Everybody loves synthetic benchmarks, so I went ahead and put one together to demonstrate the success of the unsafe approach. The code is available on GitHub. I've used the venerable 'bubblesort' algorithm because it's pleasantly extremely slow even for small N of data. I create an array to be sorted, either with inverted values (guaranteeing N^2 runtime) or random values (providing the potential for not-worst-case) and then use four different mechanisms to sort the array.
1. Inline safe sort: a single method which sorts the entire array.
2. Nested safe sort: a method which calls an inner method for each element to place the element.
3. Inline unsafe sort: Just like #1 but with all array access performed via pointers.
3. Nested unsafe sort: Just like #2 but with all array access performed via pointers.

As the results above indicate there is not a large performance delta between inline and nested. Interestingly for safe code the nested method comes out very slightly ahead (about 0.5%, reliably in my experience). For unsafe code the results are effectively a wash. It is quite probable the JIT compiler inlines the nested code, but it may emit slightly different code in the safe methods. I'll look into this in the future.

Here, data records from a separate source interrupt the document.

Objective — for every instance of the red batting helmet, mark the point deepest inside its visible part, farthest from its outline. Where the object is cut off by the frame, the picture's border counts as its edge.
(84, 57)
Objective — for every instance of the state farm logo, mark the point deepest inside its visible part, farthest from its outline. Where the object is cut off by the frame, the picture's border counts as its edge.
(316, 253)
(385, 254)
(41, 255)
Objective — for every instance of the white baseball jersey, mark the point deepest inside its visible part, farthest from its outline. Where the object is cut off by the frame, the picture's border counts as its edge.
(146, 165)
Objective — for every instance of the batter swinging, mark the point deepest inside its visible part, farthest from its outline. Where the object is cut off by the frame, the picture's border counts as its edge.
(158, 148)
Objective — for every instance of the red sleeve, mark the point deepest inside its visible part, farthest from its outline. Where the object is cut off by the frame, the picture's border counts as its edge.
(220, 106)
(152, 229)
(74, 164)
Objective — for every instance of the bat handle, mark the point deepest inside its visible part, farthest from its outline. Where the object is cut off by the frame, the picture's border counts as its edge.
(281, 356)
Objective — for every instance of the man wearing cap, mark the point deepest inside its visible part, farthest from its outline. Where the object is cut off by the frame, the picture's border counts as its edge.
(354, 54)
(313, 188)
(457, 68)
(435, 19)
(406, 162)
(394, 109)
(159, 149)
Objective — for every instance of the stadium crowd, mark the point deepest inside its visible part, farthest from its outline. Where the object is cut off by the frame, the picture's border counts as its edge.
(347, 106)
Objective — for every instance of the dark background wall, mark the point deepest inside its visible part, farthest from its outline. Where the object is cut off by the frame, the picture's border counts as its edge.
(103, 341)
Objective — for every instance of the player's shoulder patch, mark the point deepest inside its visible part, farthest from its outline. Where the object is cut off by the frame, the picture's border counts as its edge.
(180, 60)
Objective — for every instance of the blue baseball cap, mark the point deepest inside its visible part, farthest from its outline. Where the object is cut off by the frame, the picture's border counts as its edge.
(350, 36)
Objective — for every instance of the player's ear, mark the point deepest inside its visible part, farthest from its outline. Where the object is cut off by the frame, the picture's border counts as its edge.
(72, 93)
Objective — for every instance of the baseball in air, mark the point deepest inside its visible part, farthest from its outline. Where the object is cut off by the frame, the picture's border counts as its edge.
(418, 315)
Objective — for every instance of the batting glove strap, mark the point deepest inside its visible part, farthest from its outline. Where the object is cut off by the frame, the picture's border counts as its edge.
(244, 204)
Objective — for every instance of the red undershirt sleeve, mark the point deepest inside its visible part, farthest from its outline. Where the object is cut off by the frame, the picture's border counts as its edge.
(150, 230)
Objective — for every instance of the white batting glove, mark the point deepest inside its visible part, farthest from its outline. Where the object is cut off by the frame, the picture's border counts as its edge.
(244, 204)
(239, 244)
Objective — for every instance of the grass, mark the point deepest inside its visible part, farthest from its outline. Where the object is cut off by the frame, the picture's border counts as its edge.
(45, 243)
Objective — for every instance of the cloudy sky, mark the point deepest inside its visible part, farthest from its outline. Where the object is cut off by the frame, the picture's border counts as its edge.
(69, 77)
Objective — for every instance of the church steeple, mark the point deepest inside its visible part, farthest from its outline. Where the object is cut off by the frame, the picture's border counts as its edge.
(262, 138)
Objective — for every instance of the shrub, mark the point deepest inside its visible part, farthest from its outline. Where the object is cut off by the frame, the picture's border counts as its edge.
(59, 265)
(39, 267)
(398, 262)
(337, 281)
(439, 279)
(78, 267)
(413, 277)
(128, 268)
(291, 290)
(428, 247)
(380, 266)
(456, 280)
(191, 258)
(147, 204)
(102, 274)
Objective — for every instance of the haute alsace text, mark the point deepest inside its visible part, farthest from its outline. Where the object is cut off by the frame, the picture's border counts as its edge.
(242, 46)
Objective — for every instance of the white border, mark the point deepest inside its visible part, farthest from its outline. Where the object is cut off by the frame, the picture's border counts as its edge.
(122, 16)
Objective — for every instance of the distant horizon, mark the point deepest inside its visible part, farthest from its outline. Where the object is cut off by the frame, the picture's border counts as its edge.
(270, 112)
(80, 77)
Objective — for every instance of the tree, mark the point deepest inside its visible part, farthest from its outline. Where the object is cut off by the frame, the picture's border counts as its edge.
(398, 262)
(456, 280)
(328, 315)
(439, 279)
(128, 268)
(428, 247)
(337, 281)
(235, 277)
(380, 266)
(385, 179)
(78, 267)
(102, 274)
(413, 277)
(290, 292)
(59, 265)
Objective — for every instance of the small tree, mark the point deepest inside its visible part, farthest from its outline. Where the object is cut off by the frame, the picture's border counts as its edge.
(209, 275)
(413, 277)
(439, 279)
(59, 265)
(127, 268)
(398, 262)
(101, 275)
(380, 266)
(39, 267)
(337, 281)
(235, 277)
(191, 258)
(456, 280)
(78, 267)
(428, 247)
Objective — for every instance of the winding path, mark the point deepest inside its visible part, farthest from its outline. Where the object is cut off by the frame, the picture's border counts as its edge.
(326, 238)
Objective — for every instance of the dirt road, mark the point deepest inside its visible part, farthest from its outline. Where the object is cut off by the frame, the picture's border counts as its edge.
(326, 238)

For those curious, here is the information about the system these results come from. I've redacted some data specific to the Microsoft corporate network. Yes that's a not-public-right-now Windows 10 build! Please look forward to future builds!

> systeminfo

OS Name:                   Microsoft Windows 10 Enterprise Technical Preview
OS Version:                10.0.10061 N/A Build 10061
OS Manufacturer:           Microsoft Corporation
OS Configuration:          Member Workstation
OS Build Type:             Multiprocessor Free
Registered Owner:          Microsoft Corp.
Registered Organization:   Microsoft IT
Original Install Date:     4/14/2015, 3:53:07 AM
System Boot Time:          4/14/2015, 3:47:40 AM
System Manufacturer:       Dell Inc.
System Model:              Precision WorkStation T5500
System Type:               x64-based PC
Processor(s):              2 Processor(s) Installed.
                           [01]: Intel64 Family 6 Model 44 Stepping 2 GenuineIntel ~2395 Mhz
                           [02]: Intel64 Family 6 Model 44 Stepping 2 GenuineIntel ~2395 Mhz
BIOS Version:              Dell Inc. A12, 12/29/2011
Windows Directory:         C:\WINDOWS
System Directory:          C:\WINDOWS\system32
Boot Device:               \Device\HarddiskVolume1
System Locale:             en-us;English (United States)
Input Locale:              en-us;English (United States)
Time Zone:                 (UTC-08:00) Pacific Time (US & Canada)
Total Physical Memory:     24,574 MB
Available Physical Memory: 13,819 MB
Virtual Memory: Max Size:  28,542 MB
Virtual Memory: Available: 13,316 MB
Virtual Memory: In Use:    15,226 MB
Page File Location(s):     C:\pagefile.sys
Hotfix(s):                 N/A
Hyper-V Requirements:      A hypervisor has been detected. Features required for Hyper-V will not be displayed.

The CPUs are likely to be the most interesting part of this. If you don't speak Intel CPU branding they are both Intel Xeon E5645 parts clocked at 2.4ghz. The memory is 6 4GB DIMMs clocked at 1333mhz. There was copious available memory for the benchmarking task (which caps out in the tens of MB of memory range).